Stagflâsyon sorunu ise özellikle 1970’lerde ortaya çıkan bir sorundur. Stagflâsyon ekonomik durgunluk anlamına gelen stagnasyon ve enflasyon kelimelerinin birleştirilmesiyle oluşan bir kavramdır Aren (2000). Durumunda ülkede yüksek enflasyonun yanı sıra, artan oranda bir işsizlik ve durgunluk beraber görülür. 1960’larda Philips Eğrisine dayanarak, Keynesyen iktisatçılar stagflâsyonun oluşmasının, işsizliğin artmasının toplam talepte düşüş yaratacağı, bu nedenle fiyatlar genel seviyesinde düşüş olacağı savı ile imkânsız olduğunu savunmaktaydı. 1970’lerle beraber yüksek büyüme hızı ve tam istihdam olarak tanımlanan ekonomik hedefler, birinci OPEC petrol krizi ile Bretton Woods sisteminin çökmesi ve enflasyonist beklentilerin kontrol edilmez hale gelmesiyle, beraber hızla fiyat istikrarının sağlanması olarak değişti. Bu dönemde özellikle

(18)

petrol bağımlısı gelişmiş ve gelişmekte olan ülkelerde stagflâsyon problemi görülmeye başlandı. Fiyat istikrarı gelişmiş ülkelerde muhafazakâr politikaların kararlılıkla uygulanmasıyla ancak 1980’lerin başında sağlanabildi.
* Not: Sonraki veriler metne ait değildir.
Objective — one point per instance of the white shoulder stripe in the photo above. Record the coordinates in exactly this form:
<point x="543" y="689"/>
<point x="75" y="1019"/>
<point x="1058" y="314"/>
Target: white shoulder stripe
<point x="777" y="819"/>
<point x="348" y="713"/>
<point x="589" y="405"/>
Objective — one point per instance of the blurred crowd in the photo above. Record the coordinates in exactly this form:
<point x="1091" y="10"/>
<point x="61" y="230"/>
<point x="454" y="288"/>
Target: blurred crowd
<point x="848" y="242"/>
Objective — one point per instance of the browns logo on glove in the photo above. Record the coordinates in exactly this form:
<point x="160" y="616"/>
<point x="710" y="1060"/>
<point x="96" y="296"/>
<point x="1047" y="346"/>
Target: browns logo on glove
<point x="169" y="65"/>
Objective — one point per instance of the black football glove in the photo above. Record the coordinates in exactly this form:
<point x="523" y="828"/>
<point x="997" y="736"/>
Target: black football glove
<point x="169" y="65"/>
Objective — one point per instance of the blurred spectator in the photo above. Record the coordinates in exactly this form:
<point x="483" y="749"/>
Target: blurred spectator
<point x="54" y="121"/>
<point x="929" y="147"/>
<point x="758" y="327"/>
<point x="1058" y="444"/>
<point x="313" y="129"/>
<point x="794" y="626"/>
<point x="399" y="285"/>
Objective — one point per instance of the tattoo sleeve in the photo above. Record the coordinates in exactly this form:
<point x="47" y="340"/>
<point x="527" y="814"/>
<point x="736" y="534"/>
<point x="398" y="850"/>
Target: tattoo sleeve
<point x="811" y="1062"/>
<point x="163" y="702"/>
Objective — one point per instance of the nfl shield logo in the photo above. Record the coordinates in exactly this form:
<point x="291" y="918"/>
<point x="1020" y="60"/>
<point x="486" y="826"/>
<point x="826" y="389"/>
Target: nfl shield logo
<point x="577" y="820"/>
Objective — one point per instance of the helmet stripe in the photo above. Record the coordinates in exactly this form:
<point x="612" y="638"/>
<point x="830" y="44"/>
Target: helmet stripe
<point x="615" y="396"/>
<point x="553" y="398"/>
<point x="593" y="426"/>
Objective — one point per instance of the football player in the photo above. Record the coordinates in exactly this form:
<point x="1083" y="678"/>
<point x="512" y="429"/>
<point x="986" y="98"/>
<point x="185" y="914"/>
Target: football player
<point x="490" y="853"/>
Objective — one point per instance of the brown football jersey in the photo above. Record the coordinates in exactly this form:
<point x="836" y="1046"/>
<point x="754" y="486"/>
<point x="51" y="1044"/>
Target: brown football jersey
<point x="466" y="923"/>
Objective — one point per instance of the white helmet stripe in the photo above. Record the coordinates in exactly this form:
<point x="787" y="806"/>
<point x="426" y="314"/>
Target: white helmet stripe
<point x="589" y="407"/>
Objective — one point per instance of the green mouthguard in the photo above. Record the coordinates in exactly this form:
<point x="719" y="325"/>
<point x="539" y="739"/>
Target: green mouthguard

Görüldüğü gibi enflasyon ortaya çıkış nedenleri ve kaynaklarına göre çeşitli ekonomilerde; yüksek ve sürekli enflasyon, hiperenflasyon, stagflâsyon, deflâsyon gibi farklı karakterlerde de çıksa da temel olarak belirsizlik yaratarak, ekonominin geleceği üzerine oluşturulan beklentilerinin tutarlılığını bozmakta, dolayısı ile ekonomik sistemin sağlıklı bir şekilde genişlemesi imkânsızlaşmaktadır.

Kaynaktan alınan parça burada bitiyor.